Las malas influencias de orden filosófico y religioso me tenían sin cuidado. A mi entender, Andrés era poseedor de una fe apasionada; en misa, sus ojos brillaban después de la comunión. En una carta, años más tarde, me contó que lloraba por ser como era, lloraba para rogarle a Dios que terminara con el tormento de sus impulsos. Tampoco me preocupaba la aparición de compañeros iluminados que le vinieran con promesas de sectas u otras formas de pensamiento. En ese sentido, en mis hijos habita un espíritu antiguo, escéptico, a ninguno le vienen con cuentos.

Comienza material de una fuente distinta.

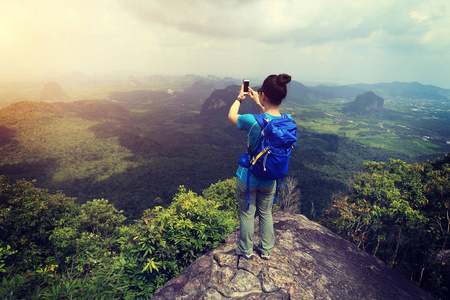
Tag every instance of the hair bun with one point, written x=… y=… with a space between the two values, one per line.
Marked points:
x=283 y=79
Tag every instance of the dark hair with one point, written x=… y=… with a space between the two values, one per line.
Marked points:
x=274 y=87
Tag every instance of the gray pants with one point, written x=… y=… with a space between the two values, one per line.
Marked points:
x=261 y=201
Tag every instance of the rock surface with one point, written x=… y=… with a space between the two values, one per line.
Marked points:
x=308 y=262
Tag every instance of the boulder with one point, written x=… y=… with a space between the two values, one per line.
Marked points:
x=308 y=262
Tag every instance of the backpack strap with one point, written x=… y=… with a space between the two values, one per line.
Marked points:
x=261 y=120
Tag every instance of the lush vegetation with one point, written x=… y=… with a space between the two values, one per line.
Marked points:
x=52 y=248
x=400 y=212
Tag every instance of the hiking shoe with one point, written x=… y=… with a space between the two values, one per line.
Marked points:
x=265 y=256
x=240 y=253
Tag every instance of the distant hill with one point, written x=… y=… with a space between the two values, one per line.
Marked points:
x=220 y=101
x=365 y=103
x=402 y=90
x=52 y=91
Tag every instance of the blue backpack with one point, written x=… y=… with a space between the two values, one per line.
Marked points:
x=270 y=160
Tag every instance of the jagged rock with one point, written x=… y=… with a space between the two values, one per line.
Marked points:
x=308 y=262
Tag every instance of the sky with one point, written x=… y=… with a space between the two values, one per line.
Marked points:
x=327 y=41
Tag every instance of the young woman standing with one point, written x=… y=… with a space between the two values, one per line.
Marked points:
x=261 y=193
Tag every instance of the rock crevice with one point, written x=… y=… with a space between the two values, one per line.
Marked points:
x=308 y=262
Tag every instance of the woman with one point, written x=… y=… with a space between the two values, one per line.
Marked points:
x=268 y=98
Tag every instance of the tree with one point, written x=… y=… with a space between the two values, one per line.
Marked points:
x=289 y=196
x=400 y=213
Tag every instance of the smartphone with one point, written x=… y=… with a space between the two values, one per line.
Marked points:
x=246 y=84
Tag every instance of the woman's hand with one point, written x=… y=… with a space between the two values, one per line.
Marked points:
x=241 y=93
x=255 y=97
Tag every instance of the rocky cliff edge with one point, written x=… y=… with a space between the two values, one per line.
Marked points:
x=308 y=262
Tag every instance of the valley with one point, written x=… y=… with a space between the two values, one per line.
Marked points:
x=136 y=145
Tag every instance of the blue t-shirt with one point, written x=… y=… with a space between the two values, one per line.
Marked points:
x=248 y=122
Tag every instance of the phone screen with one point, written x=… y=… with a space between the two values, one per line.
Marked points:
x=246 y=84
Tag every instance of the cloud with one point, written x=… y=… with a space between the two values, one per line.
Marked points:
x=323 y=38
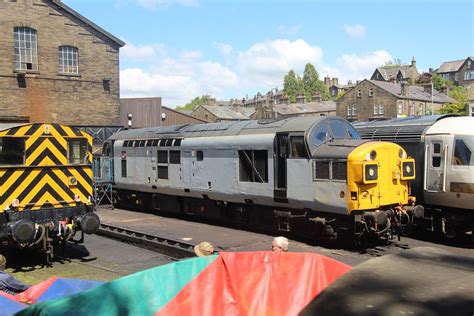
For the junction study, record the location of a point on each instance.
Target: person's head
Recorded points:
(204, 249)
(3, 262)
(280, 244)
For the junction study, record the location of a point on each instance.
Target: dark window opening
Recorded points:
(162, 172)
(175, 157)
(298, 148)
(12, 151)
(322, 170)
(253, 166)
(77, 153)
(462, 153)
(124, 168)
(162, 156)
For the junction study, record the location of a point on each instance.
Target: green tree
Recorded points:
(291, 85)
(197, 101)
(459, 93)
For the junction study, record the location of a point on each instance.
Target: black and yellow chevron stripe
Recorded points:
(46, 179)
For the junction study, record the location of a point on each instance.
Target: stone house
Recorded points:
(56, 65)
(461, 72)
(397, 73)
(375, 100)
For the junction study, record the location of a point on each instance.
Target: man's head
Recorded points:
(204, 249)
(3, 262)
(280, 244)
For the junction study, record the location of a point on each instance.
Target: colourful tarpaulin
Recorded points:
(247, 283)
(50, 289)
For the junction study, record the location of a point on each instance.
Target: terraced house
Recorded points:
(56, 65)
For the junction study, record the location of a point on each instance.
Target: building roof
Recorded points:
(413, 92)
(305, 108)
(87, 22)
(229, 112)
(451, 66)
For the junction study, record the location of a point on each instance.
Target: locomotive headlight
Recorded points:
(371, 172)
(408, 169)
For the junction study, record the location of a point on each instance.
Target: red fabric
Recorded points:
(31, 295)
(256, 283)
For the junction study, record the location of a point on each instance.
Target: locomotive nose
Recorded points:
(23, 231)
(89, 223)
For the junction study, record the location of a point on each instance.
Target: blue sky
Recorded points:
(180, 49)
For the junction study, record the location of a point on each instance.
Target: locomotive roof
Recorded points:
(291, 124)
(407, 129)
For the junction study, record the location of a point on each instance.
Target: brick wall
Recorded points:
(48, 96)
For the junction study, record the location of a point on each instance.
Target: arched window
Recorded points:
(26, 48)
(68, 60)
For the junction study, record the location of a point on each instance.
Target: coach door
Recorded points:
(280, 156)
(436, 152)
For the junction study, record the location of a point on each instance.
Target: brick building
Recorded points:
(57, 66)
(373, 100)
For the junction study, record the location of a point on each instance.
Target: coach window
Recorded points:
(12, 151)
(77, 153)
(436, 155)
(463, 151)
(253, 166)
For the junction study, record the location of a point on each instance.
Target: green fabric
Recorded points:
(142, 293)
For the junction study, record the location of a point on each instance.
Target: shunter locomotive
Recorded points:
(45, 185)
(309, 176)
(443, 147)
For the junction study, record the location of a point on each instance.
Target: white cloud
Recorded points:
(355, 31)
(266, 63)
(289, 30)
(357, 67)
(178, 77)
(155, 4)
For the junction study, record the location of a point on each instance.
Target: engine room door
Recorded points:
(436, 152)
(280, 156)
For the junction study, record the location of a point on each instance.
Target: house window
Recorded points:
(26, 52)
(12, 151)
(351, 110)
(253, 166)
(469, 75)
(68, 60)
(77, 151)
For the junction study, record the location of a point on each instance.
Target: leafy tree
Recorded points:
(459, 93)
(291, 85)
(197, 101)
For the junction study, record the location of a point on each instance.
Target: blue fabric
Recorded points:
(64, 287)
(10, 284)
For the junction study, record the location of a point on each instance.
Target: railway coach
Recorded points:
(309, 176)
(443, 146)
(45, 185)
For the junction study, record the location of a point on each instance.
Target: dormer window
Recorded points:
(26, 50)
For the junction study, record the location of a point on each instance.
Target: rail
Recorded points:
(171, 248)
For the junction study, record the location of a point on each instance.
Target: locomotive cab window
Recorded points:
(77, 151)
(12, 151)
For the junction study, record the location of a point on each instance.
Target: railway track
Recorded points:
(174, 249)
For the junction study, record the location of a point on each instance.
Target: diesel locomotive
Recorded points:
(443, 147)
(309, 176)
(46, 186)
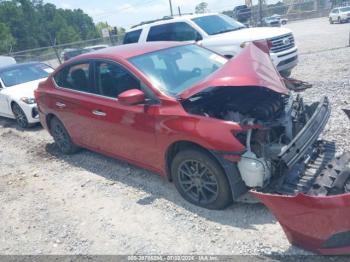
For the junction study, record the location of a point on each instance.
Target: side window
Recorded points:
(184, 32)
(75, 77)
(132, 37)
(160, 33)
(113, 79)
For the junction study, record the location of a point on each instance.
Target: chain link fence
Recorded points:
(288, 9)
(53, 55)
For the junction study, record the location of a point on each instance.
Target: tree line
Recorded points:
(27, 24)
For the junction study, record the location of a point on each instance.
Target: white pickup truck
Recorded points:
(219, 33)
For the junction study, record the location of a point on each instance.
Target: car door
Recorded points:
(124, 131)
(5, 109)
(74, 102)
(335, 14)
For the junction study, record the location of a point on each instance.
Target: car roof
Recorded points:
(129, 50)
(14, 66)
(167, 20)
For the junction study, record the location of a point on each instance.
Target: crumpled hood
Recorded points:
(251, 67)
(22, 90)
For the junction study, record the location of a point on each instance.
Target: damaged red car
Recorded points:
(217, 128)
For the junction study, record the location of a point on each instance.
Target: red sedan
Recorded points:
(216, 127)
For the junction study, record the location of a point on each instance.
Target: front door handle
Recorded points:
(60, 105)
(99, 113)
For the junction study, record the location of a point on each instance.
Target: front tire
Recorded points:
(200, 179)
(20, 116)
(61, 137)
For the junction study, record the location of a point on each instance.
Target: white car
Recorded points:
(17, 85)
(219, 33)
(7, 60)
(340, 15)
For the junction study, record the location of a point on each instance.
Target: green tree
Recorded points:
(7, 40)
(201, 8)
(101, 25)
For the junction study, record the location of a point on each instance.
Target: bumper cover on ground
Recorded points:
(315, 214)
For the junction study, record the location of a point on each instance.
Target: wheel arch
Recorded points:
(229, 168)
(48, 119)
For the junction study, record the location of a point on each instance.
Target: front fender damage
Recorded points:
(312, 200)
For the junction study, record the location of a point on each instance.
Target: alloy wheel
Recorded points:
(198, 182)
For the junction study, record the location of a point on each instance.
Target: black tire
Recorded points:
(20, 116)
(286, 73)
(200, 179)
(61, 137)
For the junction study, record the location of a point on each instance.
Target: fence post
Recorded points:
(57, 55)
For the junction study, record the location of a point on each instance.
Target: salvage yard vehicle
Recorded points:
(221, 34)
(7, 60)
(340, 15)
(17, 84)
(217, 127)
(72, 52)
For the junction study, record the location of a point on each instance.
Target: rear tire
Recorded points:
(200, 179)
(61, 137)
(20, 116)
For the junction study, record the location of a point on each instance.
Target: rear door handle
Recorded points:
(60, 105)
(99, 113)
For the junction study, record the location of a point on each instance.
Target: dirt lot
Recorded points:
(91, 204)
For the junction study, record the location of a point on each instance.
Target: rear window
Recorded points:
(24, 73)
(132, 37)
(345, 9)
(179, 31)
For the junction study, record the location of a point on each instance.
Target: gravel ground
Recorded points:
(91, 204)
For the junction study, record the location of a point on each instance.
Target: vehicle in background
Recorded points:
(271, 21)
(339, 15)
(96, 47)
(221, 34)
(216, 127)
(72, 52)
(17, 84)
(7, 60)
(274, 21)
(242, 13)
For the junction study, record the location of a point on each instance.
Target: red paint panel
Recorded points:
(309, 221)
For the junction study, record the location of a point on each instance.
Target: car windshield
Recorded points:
(217, 24)
(24, 73)
(345, 9)
(174, 70)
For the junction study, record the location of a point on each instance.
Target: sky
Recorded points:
(127, 13)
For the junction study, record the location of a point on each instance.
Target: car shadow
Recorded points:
(11, 123)
(241, 215)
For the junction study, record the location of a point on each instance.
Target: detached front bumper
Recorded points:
(311, 200)
(319, 224)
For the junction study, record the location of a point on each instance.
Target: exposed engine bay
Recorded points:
(283, 154)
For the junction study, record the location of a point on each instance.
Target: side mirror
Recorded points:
(132, 97)
(198, 37)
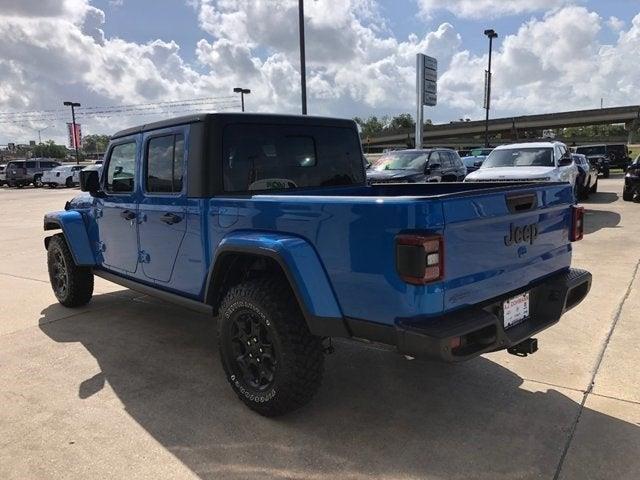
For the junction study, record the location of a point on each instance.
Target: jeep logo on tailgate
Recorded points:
(527, 233)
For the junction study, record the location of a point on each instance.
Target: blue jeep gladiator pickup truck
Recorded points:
(267, 223)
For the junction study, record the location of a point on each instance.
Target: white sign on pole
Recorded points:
(426, 89)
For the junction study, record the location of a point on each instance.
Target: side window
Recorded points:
(165, 160)
(121, 169)
(445, 161)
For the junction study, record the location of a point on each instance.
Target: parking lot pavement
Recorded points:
(130, 387)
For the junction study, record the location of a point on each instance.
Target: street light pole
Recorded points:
(73, 127)
(303, 67)
(39, 133)
(491, 34)
(242, 92)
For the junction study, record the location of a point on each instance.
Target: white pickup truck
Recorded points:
(62, 175)
(528, 162)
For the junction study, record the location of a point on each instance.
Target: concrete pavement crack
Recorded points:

Las influencias políticas habían sido abolidas por el golpe. Andrés entró a la universidad en 1974, cuando arreciaba la represión. La Universidad Católica fue intervenida y el rector nombrado por la Junta de Gobierno se deshizo del decano y los profesores de tinte izquierdista. Mi hijo se oponía al golpe y afirmaba que la dictadura militar sería peor que la supuesta dictadura comunista. Yo no tenía miedo en todo caso a que entrara en alguna organización clandestina o nada parecido. Lo suyo no era más que un juicio ético por completo alejado de cualquier principio activo.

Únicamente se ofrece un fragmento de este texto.